李少君这一代人是在诗的浪漫氛围中长大的。1985年,他踏入武汉大学,目睹了中国诗歌民间社团的最鼎盛时期,和同学们办起“珞珈诗社”,期间李少君写下不少诗歌理论和评论文章。毕业后,李少君带着诗意的浪漫到《海南日报》供职,当时他给作家韩少功留下的印象是“不多言语,说完正事就走,有新闻业者忙碌干练敏捷的特征”,但他的内心一直关注着诗歌。1996年他所供职的《天涯》杂志改版,他迅速开办起“九十年代诗歌精选”专辑,为一批诗坛新秀和不为人知的佳作开辟了属于自己的阵地。此后许多年,李少君不曾间断对诗的关注和推介。
与此同时,李少君自己也写下不少新诗,因他的诗歌亲近自然,被诗坛称为“自然诗人”。主要著作有《自然集》《草根集》《诗歌读本:三十二首诗》《蓝吧》《在自然的庙堂里》《文化的附加值》《神降临的小站》《五人诗选》(合著)等。
如今,身为诗歌权威刊物《诗刊》的副主编,李少君一直是诗歌领域的“在场者”,当代诗歌从何处来,往何处去?他的观点能给我们许多启发。
湖北、湖南、海南,这三个地方都是我精神的来源
记者:作为武汉大学新闻系毕业的才子,你现在也经常来湖北参加诗歌活动,你觉得湖北的诗歌氛围或是地方诗歌传统,与你生活过的湖南、海南,有什么不同的地方特色?
李少君:中国第一个伟大的诗人屈原是湖北人,盛唐第一位伟大的诗人孟浩然是湖北人,李白最推崇的诗人就是孟浩然,“吾爱孟夫子,风流天下闻”。
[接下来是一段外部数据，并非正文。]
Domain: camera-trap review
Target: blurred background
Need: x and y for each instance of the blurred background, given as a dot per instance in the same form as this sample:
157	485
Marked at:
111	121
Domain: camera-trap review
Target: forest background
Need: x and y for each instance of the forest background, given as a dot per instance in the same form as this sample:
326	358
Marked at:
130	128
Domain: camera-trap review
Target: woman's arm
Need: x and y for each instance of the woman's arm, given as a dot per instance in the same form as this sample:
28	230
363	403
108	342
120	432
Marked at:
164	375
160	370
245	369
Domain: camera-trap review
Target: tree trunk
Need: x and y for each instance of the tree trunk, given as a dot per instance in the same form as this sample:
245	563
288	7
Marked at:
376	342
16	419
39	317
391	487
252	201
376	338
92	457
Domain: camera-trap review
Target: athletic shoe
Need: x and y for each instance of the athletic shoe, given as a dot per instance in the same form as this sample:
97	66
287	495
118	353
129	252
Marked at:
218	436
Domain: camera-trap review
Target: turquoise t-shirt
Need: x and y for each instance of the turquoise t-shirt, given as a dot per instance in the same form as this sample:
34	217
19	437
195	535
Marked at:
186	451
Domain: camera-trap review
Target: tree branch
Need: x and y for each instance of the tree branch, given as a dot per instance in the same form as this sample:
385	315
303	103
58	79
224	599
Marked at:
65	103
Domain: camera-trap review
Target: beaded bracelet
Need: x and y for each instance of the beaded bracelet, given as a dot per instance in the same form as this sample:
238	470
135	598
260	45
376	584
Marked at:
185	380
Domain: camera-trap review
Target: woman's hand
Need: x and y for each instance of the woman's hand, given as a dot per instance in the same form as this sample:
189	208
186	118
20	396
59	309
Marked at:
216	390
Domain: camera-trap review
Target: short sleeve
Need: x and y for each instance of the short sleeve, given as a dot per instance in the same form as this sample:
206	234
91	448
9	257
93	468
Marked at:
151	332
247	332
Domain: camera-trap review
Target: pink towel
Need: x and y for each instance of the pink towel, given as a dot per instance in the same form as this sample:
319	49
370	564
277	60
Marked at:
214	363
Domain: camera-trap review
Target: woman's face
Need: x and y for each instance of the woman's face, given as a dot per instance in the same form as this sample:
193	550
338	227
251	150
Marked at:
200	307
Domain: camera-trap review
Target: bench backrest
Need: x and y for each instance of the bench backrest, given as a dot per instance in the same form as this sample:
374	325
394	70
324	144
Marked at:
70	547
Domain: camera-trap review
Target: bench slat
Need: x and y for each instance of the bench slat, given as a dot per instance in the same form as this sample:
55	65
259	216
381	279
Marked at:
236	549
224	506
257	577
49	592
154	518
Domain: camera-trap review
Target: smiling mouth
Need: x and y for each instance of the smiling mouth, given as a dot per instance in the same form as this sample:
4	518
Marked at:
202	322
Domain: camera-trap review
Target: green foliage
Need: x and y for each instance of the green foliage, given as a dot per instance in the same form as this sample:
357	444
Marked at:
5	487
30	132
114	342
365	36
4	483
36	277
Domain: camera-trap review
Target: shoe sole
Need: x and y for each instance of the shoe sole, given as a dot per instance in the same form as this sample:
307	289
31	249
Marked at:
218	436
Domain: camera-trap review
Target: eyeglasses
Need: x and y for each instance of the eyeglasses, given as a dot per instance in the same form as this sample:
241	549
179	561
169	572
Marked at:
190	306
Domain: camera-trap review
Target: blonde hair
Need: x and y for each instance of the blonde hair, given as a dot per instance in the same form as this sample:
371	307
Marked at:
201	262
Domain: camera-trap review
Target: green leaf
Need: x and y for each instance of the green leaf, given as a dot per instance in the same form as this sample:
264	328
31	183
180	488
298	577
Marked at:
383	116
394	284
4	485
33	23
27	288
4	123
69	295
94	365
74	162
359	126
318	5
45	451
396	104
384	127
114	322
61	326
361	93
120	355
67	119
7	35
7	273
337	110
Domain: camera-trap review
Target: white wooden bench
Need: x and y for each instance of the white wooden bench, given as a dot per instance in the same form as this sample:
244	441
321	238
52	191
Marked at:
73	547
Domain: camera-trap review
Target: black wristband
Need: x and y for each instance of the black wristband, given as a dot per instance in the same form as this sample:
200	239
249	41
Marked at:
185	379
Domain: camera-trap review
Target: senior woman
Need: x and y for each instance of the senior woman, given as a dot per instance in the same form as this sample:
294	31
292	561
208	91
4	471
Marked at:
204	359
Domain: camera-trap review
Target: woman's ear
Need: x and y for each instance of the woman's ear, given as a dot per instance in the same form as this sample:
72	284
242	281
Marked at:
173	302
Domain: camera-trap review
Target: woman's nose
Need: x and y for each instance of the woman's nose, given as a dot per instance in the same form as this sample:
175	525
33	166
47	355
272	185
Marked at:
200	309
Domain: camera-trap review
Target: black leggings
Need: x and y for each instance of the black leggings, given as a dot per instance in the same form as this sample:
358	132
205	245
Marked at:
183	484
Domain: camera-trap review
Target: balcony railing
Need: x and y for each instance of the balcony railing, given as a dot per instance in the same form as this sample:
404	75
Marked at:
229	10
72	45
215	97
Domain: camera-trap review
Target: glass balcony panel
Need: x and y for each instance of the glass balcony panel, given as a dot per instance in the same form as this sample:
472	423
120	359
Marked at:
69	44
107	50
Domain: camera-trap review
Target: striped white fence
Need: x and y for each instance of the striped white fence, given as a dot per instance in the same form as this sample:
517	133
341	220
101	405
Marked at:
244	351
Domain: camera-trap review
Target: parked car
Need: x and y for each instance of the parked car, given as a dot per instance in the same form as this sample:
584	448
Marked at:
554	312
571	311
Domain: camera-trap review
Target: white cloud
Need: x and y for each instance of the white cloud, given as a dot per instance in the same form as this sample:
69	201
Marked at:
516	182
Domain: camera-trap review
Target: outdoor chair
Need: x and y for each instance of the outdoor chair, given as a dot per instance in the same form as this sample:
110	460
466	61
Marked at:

黄鹤楼成为诗人赛诗的地方,李白都自惭“眼前有景道不得,崔颢题诗在上头”。现代诗人闻一多出自湖北,《诗刊》创始人之一、《诗刊》第一届的副主编徐迟,长期在湖北生活和工作。老诗人曾卓,80年代活跃的诗人王家新,都是湖北人。我至今仍记得我上大学期间,1986年第一次参加武汉大学樱花诗赛的场景:现场被诗歌爱好者围得水泄不通,曾卓来了,围着一条围巾,简直就像神一般的存在,人群自动往两边退,让出一条道来。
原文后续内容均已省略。